Day 24: Loving Your Neighbor as Yourself
Read: Matthew 22:34-40, Leviticus 19:33-34
I had many snow days over the course of my childhood, but one in particular sticks out to me. We had so much snow that my dad wasn’t even able to get to work, so he woke my brothers and I up early and after breakfast he told us to get our snow clothes on and grab shovels. We obeyed and grumbled, but when we walked straight past our driveway and down the street to the house of an elderly widow, our grumbling stopped. We proceeded to clear her driveway and sidewalk of snow. The widow eventually realized what we were doing, and when we were done, she came out to offer us some money, but my dad said, “no thank you, we are not doing this for money, we just wanted to show you God’s love in a practical way”. We said goodbye, and then went down the street to the next widow’s house, and then the next, and so on, saying the same thing each time. Needless to say, when we returned and did our own driveway, there was not a single complaint in our heads.

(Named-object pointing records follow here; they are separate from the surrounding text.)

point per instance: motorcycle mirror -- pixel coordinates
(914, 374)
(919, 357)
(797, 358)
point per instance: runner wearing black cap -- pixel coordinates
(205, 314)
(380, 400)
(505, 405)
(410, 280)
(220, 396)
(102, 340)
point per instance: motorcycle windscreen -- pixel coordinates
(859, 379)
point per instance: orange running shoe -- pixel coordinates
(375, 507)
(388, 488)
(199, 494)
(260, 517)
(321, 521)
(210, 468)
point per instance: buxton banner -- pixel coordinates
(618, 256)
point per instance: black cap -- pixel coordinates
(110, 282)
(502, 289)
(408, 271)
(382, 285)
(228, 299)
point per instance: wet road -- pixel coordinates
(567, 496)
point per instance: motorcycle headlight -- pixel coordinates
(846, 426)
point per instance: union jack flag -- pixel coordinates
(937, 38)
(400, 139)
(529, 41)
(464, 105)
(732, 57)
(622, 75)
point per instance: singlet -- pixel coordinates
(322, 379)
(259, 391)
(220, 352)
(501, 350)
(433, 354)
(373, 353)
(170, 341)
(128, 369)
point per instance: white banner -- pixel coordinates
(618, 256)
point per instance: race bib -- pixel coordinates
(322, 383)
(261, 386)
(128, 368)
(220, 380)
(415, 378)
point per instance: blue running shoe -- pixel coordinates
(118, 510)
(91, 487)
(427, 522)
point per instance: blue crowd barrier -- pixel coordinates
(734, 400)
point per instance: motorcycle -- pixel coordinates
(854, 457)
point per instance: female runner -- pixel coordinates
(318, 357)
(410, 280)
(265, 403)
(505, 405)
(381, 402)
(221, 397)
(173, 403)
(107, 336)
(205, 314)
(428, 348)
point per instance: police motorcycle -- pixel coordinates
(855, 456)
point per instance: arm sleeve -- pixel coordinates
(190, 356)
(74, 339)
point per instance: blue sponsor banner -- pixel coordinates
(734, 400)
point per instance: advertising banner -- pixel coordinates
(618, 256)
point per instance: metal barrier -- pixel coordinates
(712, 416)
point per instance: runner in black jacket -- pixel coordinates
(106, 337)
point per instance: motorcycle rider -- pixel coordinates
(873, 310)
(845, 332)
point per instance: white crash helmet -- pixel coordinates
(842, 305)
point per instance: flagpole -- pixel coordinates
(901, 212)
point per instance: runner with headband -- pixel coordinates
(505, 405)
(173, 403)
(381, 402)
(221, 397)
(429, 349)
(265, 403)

When asked which was the greatest commandment, Jesus answered by quoting two passages found in the Old Testament, answering essentially, ‘Love God, Love People’. He says that “All the Law and the Prophets” can be whittled down to those two. But what exactly does it mean to “love your neighbor”? When Jesus compares loving others to the way you love yourself, He’s Talking about actions. What do you do when you are hungry? You eat. What about when you’re cold? You put on a jacket. Similarly, just as someone loves and cares for themselves by doing actions, they should also love and care for others with actions. When Jesus says ‘love God, love others’ He is saying that if you are abiding in the love of God, you will care for what God cares for, and He cares for the outcast, the orphan, the widow, and the poor. When you love God, you will share in His passions.
In case you’re concerned this idea is unique to Jesus, He is in fact building on God’s revealed Word from the very inception of His people on earth. When Leviticus commands caring for strangers and foreigners, it is saying to care for everyone, specifically the less fortunate. The idea behind the command in Leviticus has the same DNA as Jesus’ ‘Golden Rule’, that we ought to love as we would like to be loved. Just as the Jews wished people had received them when they came out of Egypt into the promised land, so they should receive others with no one else to turn to. It echoes James 1:27, where it talks about pure religion being to care for widows and orphans in their need. We were once orphans and widows, strangers without a home. But now we are adopted and provided for, abiding in the realm of God through Jesus’ grace in our lives. We love our neighbors with the overflow of Christ’s love in us, and that love has no end.
If you care for God, you will care for those around you, especially those who could never repay you—it’s all part of living in the Kingdom of God, Christ’s counter-cultural, redemptive way of life. That snow day in Michigan, my dad taught me a lesson that I have thought about many times since. If you say you love someone, but do nothing to help them in their time of need, you do not truly love them, and often the best way to tell someone of God’s love, is to show it in service.
Ask yourself today, does your definition of loving involve service? How do you love your neighbor? Pray and ask God to open your eyes to see the need around you and pray about practical ways to fill those needs. Then go do it and find yourself caught up in the reality Christ lives in, where the Father’s will is being done, and you are right there in the middle, catching the rays of His glory.